Una jornada larga, intensa, tumultuosa, por momentos predecible, marcó ayer el primer día de actividades para un gobierno que exhibió la terca consistencia en las fijaciones, los propósitos, incluso las frases hechas del ahora presidente Andrés Manuel López Obrador, erigido como un mandatario con cuotas de poder personalísimas no conocidas en la etapa moderna del país.

Quien ayer se haya llamado a sorpresa ante las admoniciones del nuevo presidente acusará falta de lecturas sobre pronunciamientos hechos por el político tabasqueño, que hace 35 años, como novel líder del PRI en Tabasco —antes de encaminarse a ser el líder opositor más importante del último siglo—, hablaba ya de la “mezcolanza” entre el poder político y el poder económico.

Es el mismo que hace décadas decidió convivir con las comunidades indígenas, al grado de habitar con su familia un jacal de guano y palma, con choles y chontales como vecinos. El que en 2005, cuando enfrentó un juicio de desafuero en la misma tribuna de San Lázaro, llamaba ya a combatir a las minorías rapaces.

No debe haber duda de que este sábado arrancó una convulsión del sistema político mexicano, el quiebre de un régimen que, durante una centuria (desde la asunción al poder de los generales revolucionarios triunfantes), logró, para bien o para mal, dar paso a generaciones sucesivas de una clase gobernante con la capacidad de generar acuerdos internos, asimilar a la disidencia e incluso absorber a los contrarios en torno a intereses comunes. Una casta dispuesta incluso a ceder la Presidencia de la República, pero que nunca perdió el poder.

Se equivocará el que alerte sobre la presunta incertidumbre que ocasionen López Obrador y su gobierno. Lo que ha empezado a hacer lo anticipó en cada una de las tres rondas de exposición ante el país que supusieron sus campañas presidenciales. Lo repitió como dirigente político; lo reiteró casi textualmente en su machacón sistema de recorrer el territorio igual que lo había hecho en su natal Tabasco en los años 90, con la llamada “marcha de los mil pueblos”. Es razonable suponer que ahora trate de cumplir lo ofrecido.

La sesión conjunta del Congreso de la Unión la mañana de ayer exhibió otra constante de lo que debemos esperar. La organización del evento, formalmente a cargo de la presidencia de la Cámara, que ostenta Porfirio Muñoz Ledo, y de la coordinación parlamentaria de Morena, confiada a Mario Delgado, estuvo sujeta en todo momento a los dictados surgidos de la casa de transición del nuevo gobierno.

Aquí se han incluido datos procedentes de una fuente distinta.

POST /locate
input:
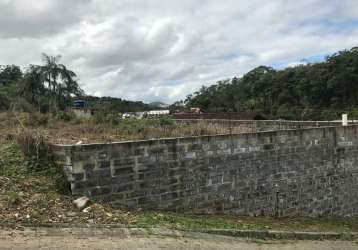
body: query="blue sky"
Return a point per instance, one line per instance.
(160, 50)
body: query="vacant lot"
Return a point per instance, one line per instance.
(69, 130)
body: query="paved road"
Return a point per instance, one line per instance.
(15, 240)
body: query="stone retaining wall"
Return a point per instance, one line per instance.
(307, 171)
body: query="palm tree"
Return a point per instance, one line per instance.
(31, 86)
(60, 81)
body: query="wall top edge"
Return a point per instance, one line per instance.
(202, 136)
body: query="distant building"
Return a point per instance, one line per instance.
(143, 114)
(80, 109)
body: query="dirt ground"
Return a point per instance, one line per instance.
(15, 240)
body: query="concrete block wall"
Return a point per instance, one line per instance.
(309, 172)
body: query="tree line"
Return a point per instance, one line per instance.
(52, 87)
(312, 91)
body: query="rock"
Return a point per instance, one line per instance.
(81, 202)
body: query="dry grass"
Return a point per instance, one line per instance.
(88, 131)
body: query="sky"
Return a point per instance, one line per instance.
(163, 50)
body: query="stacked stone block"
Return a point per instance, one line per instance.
(310, 172)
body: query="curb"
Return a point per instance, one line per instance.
(123, 232)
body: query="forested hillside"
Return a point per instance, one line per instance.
(51, 87)
(314, 91)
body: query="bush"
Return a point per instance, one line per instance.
(34, 147)
(36, 119)
(66, 116)
(166, 121)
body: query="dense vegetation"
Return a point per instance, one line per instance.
(314, 91)
(51, 87)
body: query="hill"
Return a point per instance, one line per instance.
(313, 91)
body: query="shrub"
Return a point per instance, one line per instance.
(36, 119)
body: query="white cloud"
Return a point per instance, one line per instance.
(163, 50)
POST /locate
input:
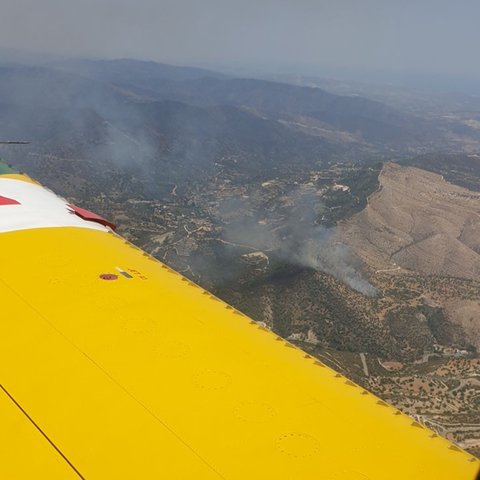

La invitación a dirigentes de partidos políticos ajenos a la alianza gobernante fue anticipada apenas una semana atrás, pero el gafete oficial no llegó sino muy avanzada la noche del viernes… solo para confirmar que les tocaría ocupar una remota butaca en el tercer nivel de San Lázaro, las galerías, usualmente destinadas al público de relleno, a las claques.

Muchos de los que encabezan organismos autónomos hacia los que López Obrador ha mostrado una notoria frialdad fueron simplemente ignorados. Fue el caso del INAI, responsabilizado de velar por la transparencia; el Ifetel (telecomunicaciones), la Cofece (competencia económica) o el INEE (la evaluación educativa). Es muy probable que la lista sea mucho más larga y la señal de desprecio más evidente, en particular hacia instituciones surgidas de las llamadas reformas estructurales de la administración recién concluida en materia energética, educativa o financiera.

Los mensajes entrelíneas emanados de los discursos presidenciales tampoco parecen dejar espacio a muchas dudas. Los escasos segundos iniciales concedidos a reconocer al ya ex presidente Enrique Peña Nieto únicamente buscaron dotar de un matiz civilizado al lapidario diagnóstico que siguió sobre la economía, la deuda externa, el sistema político, el mundo empresarial, el nulo Estado de derecho y la injusticia social, todo engarzado en la demoledora acusación de una orgía de corrupción de la que nadie parece haberse salvado.

Seguramente los ansiosos hallaron algún respiro en el compromiso presidencial de no contratar más deuda, de no provocar un gasto público por encima de lo que se recaude. Pero a ello siguió una lista casi interminable de becas, ayudas, préstamos, precios de garantía, estímulos, facilidades fiscales, obras públicas, inversiones sociales y otros muchos sinónimos para una sola palabra “maldita”, nunca mencionada: subsidios gubernamentales.

Ante la falta de capacidad del modelo económico (derivado de consensos globales dictados desde los años 80), el Estado de Bienestar anunciado por López Obrador, mediante reforma de ley, se apresta a realizar una gigantesca transferencia neta de recursos hacia los sectores más vulnerables. Se ajustará así a un viejo anhelo de las izquierdas. Pero nada apunta en el sentido de que habrá suficiente dinero para soportar eso.

¿Pero qué pasará si López Obrador fracasa?